In recent weeks, newspapers featured variations of a stern-visaged soldier standing guard on the U.S.-Mexico border. The Bush administration's decision to begin deployment of thousands of National Guard members on the border sparked protests in both countries.
Combined with the raids on undocumented workers in mid-June, it also belied the benevolence of the current immigration reform that some had heralded as progress.
As the so-called security measures move full steam ahead, House leaders recently announced that they will hold public hearings over the summer before discussing a joint House-Senate immigration bill. Comprehensive reform has fallen off the fast track, and with the November elections complicating the political stage will likely not be taken up until next year.
Given the current political climate, that might be just as well. There is no doubt that immigration reform is an urgent national priority. Twelve million people living and working without citizenship, legal security or labor rights not only hurts them but erodes the democratic base of society, divides communities and foments racism and discrimination. A labor market that encourages cheap immigrant labor while failing to offer legal status sends mixed messages to society about the role of its workers.
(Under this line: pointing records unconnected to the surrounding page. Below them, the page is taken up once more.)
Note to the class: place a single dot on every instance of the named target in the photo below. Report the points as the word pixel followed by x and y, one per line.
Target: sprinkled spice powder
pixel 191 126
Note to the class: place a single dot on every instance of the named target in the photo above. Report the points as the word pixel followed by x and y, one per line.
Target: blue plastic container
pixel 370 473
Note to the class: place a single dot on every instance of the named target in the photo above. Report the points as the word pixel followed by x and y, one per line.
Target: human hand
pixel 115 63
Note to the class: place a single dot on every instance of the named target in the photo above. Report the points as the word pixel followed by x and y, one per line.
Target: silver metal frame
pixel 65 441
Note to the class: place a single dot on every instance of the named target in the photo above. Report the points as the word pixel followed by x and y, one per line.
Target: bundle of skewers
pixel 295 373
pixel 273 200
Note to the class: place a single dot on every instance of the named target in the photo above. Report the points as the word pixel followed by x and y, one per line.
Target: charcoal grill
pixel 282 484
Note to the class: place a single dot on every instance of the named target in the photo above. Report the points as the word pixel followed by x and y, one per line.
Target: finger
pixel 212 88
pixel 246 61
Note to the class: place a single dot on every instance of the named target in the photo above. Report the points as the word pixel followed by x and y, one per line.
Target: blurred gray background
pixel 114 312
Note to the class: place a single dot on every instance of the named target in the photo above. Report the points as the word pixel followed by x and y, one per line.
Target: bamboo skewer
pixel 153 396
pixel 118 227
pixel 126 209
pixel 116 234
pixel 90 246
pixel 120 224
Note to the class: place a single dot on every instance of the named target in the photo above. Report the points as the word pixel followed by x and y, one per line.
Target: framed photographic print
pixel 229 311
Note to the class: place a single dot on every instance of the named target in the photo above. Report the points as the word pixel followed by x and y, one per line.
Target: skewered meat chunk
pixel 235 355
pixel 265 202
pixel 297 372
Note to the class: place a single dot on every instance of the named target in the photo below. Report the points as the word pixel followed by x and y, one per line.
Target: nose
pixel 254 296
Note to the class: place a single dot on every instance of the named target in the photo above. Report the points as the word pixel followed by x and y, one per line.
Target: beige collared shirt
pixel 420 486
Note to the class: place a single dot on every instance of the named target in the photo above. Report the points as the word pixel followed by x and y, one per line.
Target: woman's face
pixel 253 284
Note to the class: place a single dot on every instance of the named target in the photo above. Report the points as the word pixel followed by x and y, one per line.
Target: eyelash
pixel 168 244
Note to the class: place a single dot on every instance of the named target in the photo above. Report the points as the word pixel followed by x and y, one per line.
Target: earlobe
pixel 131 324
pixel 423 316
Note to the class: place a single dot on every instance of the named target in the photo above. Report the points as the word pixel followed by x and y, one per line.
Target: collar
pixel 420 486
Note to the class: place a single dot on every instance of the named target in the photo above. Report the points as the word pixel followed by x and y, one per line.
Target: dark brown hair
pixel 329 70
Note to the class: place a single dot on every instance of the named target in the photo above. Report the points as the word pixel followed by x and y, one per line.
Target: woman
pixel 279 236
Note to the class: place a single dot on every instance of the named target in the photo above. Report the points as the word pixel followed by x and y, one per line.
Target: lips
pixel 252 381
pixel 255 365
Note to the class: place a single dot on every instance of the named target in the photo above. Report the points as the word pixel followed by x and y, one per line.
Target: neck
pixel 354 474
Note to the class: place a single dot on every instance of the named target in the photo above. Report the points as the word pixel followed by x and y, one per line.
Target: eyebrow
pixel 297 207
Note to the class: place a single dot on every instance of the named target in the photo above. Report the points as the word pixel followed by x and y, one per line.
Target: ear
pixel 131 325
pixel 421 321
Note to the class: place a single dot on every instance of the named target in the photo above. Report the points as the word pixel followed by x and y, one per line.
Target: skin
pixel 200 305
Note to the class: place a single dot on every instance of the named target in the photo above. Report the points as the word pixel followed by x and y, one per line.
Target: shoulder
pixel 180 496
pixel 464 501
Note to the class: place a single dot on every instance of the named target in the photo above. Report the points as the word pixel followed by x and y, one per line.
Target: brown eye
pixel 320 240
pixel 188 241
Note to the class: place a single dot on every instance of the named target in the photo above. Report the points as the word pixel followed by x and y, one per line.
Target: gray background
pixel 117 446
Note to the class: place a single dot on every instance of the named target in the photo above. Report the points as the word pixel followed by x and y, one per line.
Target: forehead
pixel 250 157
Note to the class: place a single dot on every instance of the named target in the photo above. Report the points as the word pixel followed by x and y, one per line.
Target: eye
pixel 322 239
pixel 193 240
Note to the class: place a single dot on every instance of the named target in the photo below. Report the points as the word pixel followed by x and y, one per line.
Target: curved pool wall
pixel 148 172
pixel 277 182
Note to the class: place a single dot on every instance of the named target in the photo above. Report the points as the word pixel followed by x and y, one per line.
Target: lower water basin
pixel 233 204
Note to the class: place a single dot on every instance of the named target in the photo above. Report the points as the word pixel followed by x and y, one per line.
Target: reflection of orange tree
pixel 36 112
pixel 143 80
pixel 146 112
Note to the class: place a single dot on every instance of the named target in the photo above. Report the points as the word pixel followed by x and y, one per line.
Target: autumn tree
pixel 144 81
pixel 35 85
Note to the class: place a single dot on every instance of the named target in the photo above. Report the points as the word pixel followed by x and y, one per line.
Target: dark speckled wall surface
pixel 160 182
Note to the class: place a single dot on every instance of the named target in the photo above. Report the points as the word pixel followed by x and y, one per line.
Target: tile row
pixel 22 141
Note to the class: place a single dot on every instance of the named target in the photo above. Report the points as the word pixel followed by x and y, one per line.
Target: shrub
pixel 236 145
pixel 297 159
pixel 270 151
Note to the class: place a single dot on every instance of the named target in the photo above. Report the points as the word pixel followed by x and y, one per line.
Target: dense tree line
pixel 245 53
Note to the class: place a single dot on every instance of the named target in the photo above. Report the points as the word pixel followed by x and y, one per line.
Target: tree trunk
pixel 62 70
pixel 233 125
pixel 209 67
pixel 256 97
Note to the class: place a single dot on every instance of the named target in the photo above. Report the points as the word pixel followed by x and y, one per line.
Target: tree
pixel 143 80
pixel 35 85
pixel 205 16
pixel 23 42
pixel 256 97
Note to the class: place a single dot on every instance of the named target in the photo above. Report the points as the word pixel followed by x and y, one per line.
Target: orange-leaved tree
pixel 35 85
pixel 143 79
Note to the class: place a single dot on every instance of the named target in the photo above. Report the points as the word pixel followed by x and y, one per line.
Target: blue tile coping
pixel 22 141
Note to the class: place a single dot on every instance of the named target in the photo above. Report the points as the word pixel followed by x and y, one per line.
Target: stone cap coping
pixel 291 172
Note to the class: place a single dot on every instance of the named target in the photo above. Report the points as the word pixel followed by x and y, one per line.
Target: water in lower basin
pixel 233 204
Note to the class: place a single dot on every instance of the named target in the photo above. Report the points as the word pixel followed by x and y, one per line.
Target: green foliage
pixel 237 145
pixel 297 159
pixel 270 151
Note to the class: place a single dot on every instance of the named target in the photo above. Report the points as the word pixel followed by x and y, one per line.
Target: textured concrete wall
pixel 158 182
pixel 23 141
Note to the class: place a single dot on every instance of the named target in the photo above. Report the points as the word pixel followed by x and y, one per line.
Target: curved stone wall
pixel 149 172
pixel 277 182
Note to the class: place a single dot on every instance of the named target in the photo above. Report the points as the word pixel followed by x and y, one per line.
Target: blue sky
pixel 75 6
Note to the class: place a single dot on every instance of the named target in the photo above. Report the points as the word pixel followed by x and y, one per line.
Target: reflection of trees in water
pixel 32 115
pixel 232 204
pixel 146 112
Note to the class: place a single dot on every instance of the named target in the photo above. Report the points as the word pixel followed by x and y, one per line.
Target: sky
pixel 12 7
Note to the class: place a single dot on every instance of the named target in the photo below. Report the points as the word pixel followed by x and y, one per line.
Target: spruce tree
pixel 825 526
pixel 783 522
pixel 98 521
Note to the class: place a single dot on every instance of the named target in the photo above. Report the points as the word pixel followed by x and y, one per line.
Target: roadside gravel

These profound contradictions must be resolved. However, the proposals on the board do little to really resolve them. The House law myopically interprets immigration as solely a problem of crime and punishment while the Senate version--closely following the proposals laid out by President Bush--attempts to reconcile labor needs with calls for "border security."
There is no logical or practical way to reconcile the portrayal of immigrants as security threats with their day-to-day role in the labor market and their communities. Imposing a security paradigm on the immigration debate has obscured the real issues and opened up dangerous tendencies within society.